## Defining a Heuristic Policy
In this section, we will walk through how to define a POMDP policy of your own. For more details on POMDPs and their policies, please consult Chapter 6 of the DMU textbook [1] We will define a simple heuristic policy that takes the action that maximises the expected single-step reward, given the current belief state. We will also compare it against a policy that chooses actions at random. Please look at the documentation of [POMDPPolicies.jl](https://github.com/JuliaPOMDP/POMDPPolicies.jl) for more on the code structure of a policy object that is compatible with POMDPs.jl. We will use the explicit TigerPOMDP model - see [this](http://localhost:8888/notebooks/POMDPExamples/notebooks/Defining-a-POMDP-with-the-Explicit-Interface.ipynb) notebook for more on that.
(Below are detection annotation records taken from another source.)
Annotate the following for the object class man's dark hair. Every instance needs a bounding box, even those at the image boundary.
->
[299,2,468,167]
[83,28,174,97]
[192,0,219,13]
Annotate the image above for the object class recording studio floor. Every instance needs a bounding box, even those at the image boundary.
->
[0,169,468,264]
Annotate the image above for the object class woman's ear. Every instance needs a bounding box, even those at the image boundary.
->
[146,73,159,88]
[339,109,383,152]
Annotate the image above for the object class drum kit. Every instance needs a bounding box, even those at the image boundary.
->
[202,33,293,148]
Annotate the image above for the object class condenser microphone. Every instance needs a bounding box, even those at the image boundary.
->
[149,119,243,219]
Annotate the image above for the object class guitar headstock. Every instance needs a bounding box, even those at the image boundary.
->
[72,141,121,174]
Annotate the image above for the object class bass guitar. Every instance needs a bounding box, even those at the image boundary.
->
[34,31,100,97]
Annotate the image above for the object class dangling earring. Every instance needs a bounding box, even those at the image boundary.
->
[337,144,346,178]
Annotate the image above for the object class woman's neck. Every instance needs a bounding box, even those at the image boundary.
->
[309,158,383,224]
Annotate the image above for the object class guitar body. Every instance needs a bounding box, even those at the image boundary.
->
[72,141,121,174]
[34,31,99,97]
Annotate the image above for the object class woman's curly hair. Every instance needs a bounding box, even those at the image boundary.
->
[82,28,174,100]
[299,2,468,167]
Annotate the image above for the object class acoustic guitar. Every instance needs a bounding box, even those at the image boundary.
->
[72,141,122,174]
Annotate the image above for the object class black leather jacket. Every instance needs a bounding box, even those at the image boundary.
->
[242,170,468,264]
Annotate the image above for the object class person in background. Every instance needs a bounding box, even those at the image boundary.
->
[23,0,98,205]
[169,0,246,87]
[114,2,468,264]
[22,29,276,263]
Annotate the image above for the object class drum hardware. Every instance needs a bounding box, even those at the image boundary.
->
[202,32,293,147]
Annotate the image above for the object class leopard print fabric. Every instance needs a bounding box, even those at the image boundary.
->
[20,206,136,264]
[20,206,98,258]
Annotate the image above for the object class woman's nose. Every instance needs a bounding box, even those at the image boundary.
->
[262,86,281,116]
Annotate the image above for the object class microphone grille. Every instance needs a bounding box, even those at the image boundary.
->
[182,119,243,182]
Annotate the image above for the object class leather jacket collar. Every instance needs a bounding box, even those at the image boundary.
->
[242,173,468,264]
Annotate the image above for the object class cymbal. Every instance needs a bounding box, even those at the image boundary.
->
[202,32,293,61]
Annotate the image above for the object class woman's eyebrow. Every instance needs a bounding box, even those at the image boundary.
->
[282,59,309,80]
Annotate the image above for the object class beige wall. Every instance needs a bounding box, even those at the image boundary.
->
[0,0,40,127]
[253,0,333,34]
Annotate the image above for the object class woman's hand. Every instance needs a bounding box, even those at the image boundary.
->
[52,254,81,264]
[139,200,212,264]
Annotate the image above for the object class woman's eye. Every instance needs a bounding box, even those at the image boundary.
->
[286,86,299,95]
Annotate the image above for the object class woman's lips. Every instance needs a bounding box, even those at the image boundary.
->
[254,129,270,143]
[1] Kochenderfer, Mykel J. Decision Making Under Uncertainty: Theory and Application. MIT Press, 2015

In [1]:
using POMDPs
using POMDPPolicies # For defining a policy
using POMDPModels # For the TigerPOMDP Model
using BeliefUpdaters # To use DiscreteUpdater

┌ Info: Recompiling stale cache file /home/shushman/.julia/compiled/v1.0/POMDPs/GAotg.ji for POMDPs [a93abf59-7444-517b-a68a-c42f96afdd7d]
└ @ Base loading.jl:1184
┌ Info: Recompiling stale cache file /home/shushman/.julia/compiled/v1.0/POMDPPolicies/2WG4l.ji for POMDPPolicies [182e52fb-cfd0-5e46-8c26-fd0667c990f4]
└ @ Base loading.jl:1184
┌ Info: Recompiling stale cache file /home/shushman/.julia/compiled/v1.0/POMDPModels/GHWgR.ji for POMDPModels [355abbd5-f08e-5560-ac9e-8b5f2592a0ca]
└ @ Base loading.jl:1184


We will define a HeuristicPolicy type that only requires the POMDP instance and the set of valid actions.

In [2]:
struct HeuristicPolicy{P<:POMDP, A} <: Policy
    pomdp::P
    action_map::Vector{A}
end

In [3]:
function HeuristicPolicy(pomdp::POMDP)
    HeuristicPolicy(pomdp, actions(pomdp))
end

HeuristicPolicy

### Overriding the POMDPs.jl action function
Now we will define the `action` function, which specifies the behavior of the heuristic policy. It requires the belief state to be represented as a `DiscreteBelief`, i.e. a Probability Mass Function over individual states. It computes the expected single-step reward for each action, given the current belief state, and chooses the maximum one. Note that we must use `POMDPs.action` to override the `action` method of `POMDPs.jl`

In [4]:
function POMDPs.action(p::HeuristicPolicy, b::DiscreteBelief)
    max_value = -Inf
    best_idx = 1
    for i = 1:n_actions(p.pomdp)
        a = p.action_map[i]
        action_val = 0.0
        for (bel,state) in zip(b.b, b.state_list)
            action_val += bel*reward(p.pomdp, state, a)
        end
        
        if action_val > max_value
            best_idx = i
            max_value = action_val
        end
    end
    
    return p.action_map[best_idx]
end

### Benchmarking the Heuristic Policy
Note that unlike the other examples on using *solvers*, here we have already specified a *policy*. Therefore, we can just evaluate the policy on a problem, in this case, `TigerPOMDP`(defined in [POMDPModels](https://github.com/JuliaPOMDP/POMDPModels.jl)). We define the POMDP problem and create the policies based on it.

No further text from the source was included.